Heureusement, lui avait un peu plus l’habitude, et il n’a pas arrêté de parler, jusqu’à ce que le service clientèle se décide à nous envoyer quelqu’un.
On a donc eu droit à l’embarrassante discussion sur les origines de sa maladie, et sa désolation en se disant qu’il ne pourra pas avoir d’enfants parce qu’ils risqueraient d’être aveugles eux aussi.
C’est toujours très facile de savoir quoi répondre dans ces cas-là.
“Oh mais non, ne dites pas que vous avez 95% de chances de faire des p’tits aveugles, focalisez plutôt sur les 5% de chances de ne pas leur refiler votre cécité !”
Voilà voilà, l’optimisme selon Procellus…

Mais il n’était pas là pour se confier, non.
Lui son truc, c’était de nous raconter des blagues, à Collègue et à moi.

Pour situer, Collègue est une femme que nous qualifierons galamment “d’un certain âge”, récemment mutée d’un autre Happy Time de pauvres qui vient de fermer, une histoire terrible et très chiante sur laquelle je n’ai pas demandé de détails, ça va quoi.
Et pendant toute la journée, Collègue m’a parlé de comment ça se passait avant dans son autre magasin, “et qu’il fallait qu’on soiye gentils avec le client, malgré qu’ils nous parlaient mal…”.
Et si vous ne voyez pas l’erreur, vous n’êtes pas digne de ce monument littéraire qu’est mon blog.

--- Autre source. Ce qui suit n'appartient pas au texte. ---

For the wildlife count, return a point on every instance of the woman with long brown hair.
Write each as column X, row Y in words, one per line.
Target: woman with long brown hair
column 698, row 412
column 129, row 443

Mais le talent de Collègue ne réside pas que dans son utilisation approximative du français, non monsieur !
Elle brillait aussi par ses capacités intellectuelles hors du commun.

La plupart des blagues du client étaient des devinettes, et des classieuses s’il vous plaît :

- Vous connaissez la différence entre un pull-over et une moule ?

Et Collègue est comme tous ces gens un peu simples, pouah les gens simples, elle compense en étant une véritable crème (moi je suis brillant, donc je peux me permettre d’être un salaud).

Alors à chaque devinette, une lueur enfantine venait illuminer son visage, et pour lui montrer que celle-là elle la connaissait pas, elle agitait vigoureusement son sourire béat de gauche à droite.
Je n’ai pas eu le cœur de lui expliquer ce qu’être aveugle impliquait.